AM: Oui, il est parfois difficile de comprendre comment une personne qui s’est rendue coupable d’une violence horrible contre des ennemis, peut être une personne parfaitement saine, attentionnée et affectueuse avec ceux qu’elle aime, avec « les siens ». Il nous semble parfois que la violence est quelque chose qui peut tacher une personnalité entière. Écoutez, mais ce lumpenprolétariat de marginaux et de désespérés, un peu comme ce qui s’est passé avec le fascisme, et comme c’est aussi le cas aujourd’hui avec la dérive néofasciste qui s’empare de l’Occident, risque toujours de « tomber » de l’autre côté de la barricade, du côté « collaborationniste ». Comment l’éviter ?

FF: Tout mouvement de libération doit accorder la plus grande attention à ce « Lumpenprolétariat ». Celle-ci répond toujours à l’appel de l’insurrection, mais si l’insurrection croit qu’elle peut se développer en l’ignorant, le « Lumpenprolétariat », une masse d’affamés et de découragés, se jettera dans la lutte armée, participera au conflit, mais cette fois aux côtés de l’oppresseur. L’oppresseur, qui ne manque jamais une occasion de faire dévorer les Noirs les uns les autres, utilisera avec une rare chance l’insouciance et l’ignorance qui sont les défauts du « Lumpenprolétariat ». Cette réserve humaine disponible, si elle n’est pas immédiatement organisée par l’insurrection, se retrouvera en mercenaire aux côtés des troupes colonialistes.

AM: Toute cette violence intériorisée, ce ressentiment et cette haine de soi produits par la colonisation, ont forcé les colonisés à des formes de défoulement et de compromis pour survivre, pour ne pas devenir complètement fous. Vous, pendant les guerres de libération décoloniales (dont nous n’étudions même pas l’histoire à l’école), avez-vous remarqué comment certains rituels mystico-tribaux classiques des opprimés, visant souvent à décharger et à sublimer l’agression, sont devenus superflus une fois que le peuple a vraiment commencé à se battre, les armes à la main, contre le véritable agent de leur oppression, contre la source pratique de sa frustration.
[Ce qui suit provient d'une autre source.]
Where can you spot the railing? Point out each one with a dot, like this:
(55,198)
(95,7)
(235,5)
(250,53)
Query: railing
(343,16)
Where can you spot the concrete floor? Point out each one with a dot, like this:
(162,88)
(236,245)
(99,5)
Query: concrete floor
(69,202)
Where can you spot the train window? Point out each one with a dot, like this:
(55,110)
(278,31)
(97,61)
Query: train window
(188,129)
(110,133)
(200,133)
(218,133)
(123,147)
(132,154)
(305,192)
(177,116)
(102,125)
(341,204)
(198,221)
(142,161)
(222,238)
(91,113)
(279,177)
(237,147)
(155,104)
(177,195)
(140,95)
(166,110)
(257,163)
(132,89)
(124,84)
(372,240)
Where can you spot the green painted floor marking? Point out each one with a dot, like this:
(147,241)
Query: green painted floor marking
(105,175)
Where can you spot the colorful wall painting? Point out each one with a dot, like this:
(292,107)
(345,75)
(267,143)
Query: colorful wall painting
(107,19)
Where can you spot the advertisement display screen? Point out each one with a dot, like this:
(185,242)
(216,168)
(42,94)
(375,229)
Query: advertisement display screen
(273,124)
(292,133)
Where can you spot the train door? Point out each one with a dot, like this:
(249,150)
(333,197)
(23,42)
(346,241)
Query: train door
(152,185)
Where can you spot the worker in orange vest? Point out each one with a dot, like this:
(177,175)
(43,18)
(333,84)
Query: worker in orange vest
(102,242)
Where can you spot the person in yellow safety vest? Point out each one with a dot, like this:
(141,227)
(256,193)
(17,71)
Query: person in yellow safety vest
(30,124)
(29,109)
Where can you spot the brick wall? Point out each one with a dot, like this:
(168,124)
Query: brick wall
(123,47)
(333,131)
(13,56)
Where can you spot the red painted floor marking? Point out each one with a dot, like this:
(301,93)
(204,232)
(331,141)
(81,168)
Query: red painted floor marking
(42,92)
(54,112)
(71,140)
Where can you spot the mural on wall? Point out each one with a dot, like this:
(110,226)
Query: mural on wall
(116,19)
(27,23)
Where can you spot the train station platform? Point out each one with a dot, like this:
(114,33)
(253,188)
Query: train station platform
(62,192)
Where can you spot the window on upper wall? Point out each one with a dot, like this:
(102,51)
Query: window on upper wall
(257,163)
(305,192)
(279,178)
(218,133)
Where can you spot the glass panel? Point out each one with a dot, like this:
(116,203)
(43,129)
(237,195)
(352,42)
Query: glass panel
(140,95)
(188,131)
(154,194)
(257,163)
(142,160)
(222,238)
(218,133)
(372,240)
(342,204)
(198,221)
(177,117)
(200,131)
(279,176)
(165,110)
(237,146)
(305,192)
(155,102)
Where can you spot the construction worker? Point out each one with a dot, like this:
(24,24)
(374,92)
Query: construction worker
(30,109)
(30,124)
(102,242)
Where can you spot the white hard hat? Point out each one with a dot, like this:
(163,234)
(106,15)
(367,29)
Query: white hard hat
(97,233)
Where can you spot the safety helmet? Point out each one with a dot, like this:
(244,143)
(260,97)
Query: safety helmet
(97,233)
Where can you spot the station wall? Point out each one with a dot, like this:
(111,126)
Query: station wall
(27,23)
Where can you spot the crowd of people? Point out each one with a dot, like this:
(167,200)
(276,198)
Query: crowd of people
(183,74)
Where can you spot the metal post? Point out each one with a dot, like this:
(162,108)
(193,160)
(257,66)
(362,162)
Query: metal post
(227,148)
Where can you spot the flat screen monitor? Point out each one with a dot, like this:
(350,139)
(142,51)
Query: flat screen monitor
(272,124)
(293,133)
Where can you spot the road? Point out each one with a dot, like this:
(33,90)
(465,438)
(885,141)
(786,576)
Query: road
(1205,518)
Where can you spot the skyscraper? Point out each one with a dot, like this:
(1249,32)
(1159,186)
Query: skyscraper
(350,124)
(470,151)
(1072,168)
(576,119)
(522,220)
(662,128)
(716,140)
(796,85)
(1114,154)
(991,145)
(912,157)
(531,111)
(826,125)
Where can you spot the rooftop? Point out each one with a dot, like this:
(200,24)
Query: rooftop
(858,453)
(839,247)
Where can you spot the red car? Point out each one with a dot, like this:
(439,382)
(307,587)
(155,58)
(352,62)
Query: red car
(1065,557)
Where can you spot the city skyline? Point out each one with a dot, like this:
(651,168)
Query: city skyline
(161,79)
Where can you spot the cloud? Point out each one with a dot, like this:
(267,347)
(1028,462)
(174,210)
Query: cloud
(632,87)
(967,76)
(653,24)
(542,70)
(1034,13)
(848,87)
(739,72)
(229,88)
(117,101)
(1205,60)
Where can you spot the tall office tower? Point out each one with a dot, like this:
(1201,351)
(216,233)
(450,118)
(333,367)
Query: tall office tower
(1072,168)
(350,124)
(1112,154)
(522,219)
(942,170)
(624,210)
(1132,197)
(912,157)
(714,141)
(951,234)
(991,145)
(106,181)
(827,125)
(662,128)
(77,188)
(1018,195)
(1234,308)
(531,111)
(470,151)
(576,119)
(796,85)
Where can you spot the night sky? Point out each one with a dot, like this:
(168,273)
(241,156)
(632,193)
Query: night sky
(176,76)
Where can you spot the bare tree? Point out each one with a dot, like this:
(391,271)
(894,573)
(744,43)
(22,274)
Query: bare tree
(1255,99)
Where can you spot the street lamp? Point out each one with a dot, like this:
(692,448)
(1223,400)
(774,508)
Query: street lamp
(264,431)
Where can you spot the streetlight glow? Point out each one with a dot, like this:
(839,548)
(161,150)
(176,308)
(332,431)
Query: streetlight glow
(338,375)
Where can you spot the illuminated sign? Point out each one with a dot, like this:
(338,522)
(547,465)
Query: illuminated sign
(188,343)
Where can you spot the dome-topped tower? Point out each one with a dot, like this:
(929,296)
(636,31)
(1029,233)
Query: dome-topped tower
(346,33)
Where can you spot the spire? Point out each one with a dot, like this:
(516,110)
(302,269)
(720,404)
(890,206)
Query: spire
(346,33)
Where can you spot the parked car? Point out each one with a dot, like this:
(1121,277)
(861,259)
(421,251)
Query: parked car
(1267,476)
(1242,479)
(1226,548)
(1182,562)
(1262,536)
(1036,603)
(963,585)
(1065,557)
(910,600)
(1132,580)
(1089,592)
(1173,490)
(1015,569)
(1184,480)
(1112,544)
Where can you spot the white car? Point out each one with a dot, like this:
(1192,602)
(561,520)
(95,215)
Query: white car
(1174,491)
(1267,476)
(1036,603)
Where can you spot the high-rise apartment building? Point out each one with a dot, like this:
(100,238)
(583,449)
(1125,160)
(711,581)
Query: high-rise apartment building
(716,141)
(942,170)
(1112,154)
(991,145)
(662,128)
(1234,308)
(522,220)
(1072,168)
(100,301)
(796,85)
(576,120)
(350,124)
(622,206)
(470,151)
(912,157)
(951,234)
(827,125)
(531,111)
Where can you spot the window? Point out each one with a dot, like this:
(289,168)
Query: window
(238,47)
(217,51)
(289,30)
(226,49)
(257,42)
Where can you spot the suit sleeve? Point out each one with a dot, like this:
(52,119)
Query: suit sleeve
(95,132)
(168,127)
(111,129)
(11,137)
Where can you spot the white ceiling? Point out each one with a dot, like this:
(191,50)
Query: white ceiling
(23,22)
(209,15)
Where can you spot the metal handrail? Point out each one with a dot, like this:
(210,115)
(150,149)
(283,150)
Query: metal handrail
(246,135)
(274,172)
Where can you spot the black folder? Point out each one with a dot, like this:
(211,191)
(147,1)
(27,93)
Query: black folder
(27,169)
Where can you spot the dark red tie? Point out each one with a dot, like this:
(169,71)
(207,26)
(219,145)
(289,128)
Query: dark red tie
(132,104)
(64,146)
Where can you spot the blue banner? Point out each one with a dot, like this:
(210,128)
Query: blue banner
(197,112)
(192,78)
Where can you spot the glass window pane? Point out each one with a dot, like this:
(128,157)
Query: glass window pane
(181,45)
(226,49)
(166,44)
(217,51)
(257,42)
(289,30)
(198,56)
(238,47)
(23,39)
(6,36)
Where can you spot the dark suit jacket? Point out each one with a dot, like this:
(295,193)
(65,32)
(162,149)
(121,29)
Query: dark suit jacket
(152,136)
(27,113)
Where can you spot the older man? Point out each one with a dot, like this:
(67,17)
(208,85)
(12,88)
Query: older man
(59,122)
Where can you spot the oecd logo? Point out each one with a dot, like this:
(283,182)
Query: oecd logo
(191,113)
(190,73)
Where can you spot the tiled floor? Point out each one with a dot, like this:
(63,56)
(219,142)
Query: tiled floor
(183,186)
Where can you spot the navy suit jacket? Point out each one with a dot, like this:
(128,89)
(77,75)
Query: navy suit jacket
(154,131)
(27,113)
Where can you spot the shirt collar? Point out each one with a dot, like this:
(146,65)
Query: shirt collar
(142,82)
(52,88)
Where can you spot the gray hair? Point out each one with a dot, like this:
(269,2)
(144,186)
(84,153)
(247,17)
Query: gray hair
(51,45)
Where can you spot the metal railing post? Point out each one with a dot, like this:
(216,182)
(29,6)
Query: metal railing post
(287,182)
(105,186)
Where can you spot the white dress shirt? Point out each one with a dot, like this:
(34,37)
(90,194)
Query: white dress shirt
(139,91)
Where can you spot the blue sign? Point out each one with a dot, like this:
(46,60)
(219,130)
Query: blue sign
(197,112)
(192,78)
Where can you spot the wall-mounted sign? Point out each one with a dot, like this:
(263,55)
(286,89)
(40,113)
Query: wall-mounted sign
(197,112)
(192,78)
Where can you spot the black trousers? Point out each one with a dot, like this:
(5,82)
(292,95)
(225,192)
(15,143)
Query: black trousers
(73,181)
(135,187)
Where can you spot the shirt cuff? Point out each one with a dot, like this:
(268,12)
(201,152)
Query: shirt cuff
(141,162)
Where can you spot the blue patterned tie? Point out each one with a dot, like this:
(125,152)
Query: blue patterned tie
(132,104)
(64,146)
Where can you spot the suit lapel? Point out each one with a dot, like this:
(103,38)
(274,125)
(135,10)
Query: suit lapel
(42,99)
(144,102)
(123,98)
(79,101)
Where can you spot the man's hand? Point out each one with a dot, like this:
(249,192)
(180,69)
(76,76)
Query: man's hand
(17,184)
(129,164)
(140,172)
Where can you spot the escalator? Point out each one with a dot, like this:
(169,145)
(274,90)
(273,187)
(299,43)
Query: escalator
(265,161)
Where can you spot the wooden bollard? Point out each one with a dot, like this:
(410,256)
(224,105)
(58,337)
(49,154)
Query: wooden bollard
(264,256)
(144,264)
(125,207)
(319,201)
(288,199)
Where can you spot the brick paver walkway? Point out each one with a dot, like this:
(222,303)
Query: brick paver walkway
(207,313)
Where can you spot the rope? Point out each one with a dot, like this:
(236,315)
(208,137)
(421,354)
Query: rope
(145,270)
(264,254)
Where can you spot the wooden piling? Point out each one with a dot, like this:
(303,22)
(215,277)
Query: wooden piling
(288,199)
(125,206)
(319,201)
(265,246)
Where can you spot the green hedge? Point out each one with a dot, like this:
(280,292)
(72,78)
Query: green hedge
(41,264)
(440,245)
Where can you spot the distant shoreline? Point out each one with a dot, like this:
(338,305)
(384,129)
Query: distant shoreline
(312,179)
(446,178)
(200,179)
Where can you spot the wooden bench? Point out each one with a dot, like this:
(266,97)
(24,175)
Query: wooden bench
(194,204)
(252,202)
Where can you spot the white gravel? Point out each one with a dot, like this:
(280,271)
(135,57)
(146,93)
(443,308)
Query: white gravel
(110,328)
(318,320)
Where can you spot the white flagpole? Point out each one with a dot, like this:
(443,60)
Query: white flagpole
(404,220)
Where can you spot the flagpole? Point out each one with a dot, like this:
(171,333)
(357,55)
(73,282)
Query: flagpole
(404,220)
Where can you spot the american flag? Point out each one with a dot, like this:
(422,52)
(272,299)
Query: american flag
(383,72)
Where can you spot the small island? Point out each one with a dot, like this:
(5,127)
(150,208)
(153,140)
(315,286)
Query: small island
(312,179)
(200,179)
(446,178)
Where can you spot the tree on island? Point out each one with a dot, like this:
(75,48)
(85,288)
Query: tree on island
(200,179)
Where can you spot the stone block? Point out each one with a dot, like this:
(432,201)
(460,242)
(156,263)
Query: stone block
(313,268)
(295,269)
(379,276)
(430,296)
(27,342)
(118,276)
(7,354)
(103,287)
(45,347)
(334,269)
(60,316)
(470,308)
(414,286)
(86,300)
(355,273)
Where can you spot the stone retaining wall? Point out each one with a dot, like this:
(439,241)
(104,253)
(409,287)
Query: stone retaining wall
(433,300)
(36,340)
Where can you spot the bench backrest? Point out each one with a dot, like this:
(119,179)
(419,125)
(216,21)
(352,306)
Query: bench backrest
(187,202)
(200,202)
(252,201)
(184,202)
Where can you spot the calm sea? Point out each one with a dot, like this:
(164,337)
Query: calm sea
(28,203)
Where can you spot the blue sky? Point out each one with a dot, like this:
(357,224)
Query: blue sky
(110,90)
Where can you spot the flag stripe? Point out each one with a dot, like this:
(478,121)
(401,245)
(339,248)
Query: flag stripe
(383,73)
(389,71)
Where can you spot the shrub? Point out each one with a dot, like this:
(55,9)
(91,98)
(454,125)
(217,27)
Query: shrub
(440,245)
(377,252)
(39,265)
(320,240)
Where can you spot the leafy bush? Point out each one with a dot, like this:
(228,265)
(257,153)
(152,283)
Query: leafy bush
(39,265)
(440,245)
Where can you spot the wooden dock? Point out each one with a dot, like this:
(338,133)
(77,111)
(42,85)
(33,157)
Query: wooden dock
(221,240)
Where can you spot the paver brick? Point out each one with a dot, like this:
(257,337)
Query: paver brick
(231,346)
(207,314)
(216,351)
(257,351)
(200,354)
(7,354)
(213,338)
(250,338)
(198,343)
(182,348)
FF: Dans le monde colonial, l’affectivité du colonisé est maintenue à fleur de peau comme une blessure vivante qui rejette l’agent caustique. La psyché se rétracte, s’efface, se décharge dans des démonstrations musculaires qui ont fait dire à des hommes très savants que le colonisé est hystérique. […] L’étude du monde colonial doit nécessairement attendre la compréhension du phénomène de la danse et de la possession. Le relâchement du colonisé est précisément cette orgie musculaire au cours de laquelle les agressions les plus aiguës, les violences les plus immédiates sont canalisées, transformées, effacées. Le cercle de danse est un cercle permissif. Il protège et autorise. À heures fixes, à dates fixes, hommes et femmes se rencontrent en un lieu donné et, sous l’œil grave de la tribu, ils se lancent dans une pantomime d’apparence désordonnée mais en réalité très systématique dans laquelle, par de multiples voies, déni de la tête, courbure de l’épine dorsale, rejet en arrière de tout le corps, on décrypte à première vue l’effort grandiose d’une communauté pour s’exorciser, se libérer, s’exprimer. […] Tout est permis car, en réalité, on ne se rassemble que pour laisser la libido s’accumuler, l’agression entravée, éclater comme un volcan. Morts symboliques, manèges figuratifs, meurtres imaginaires multiples, tout cela doit sortir. La mauvaise humeur s’évanouit, tonitruante au fur et à mesure que la lave coule.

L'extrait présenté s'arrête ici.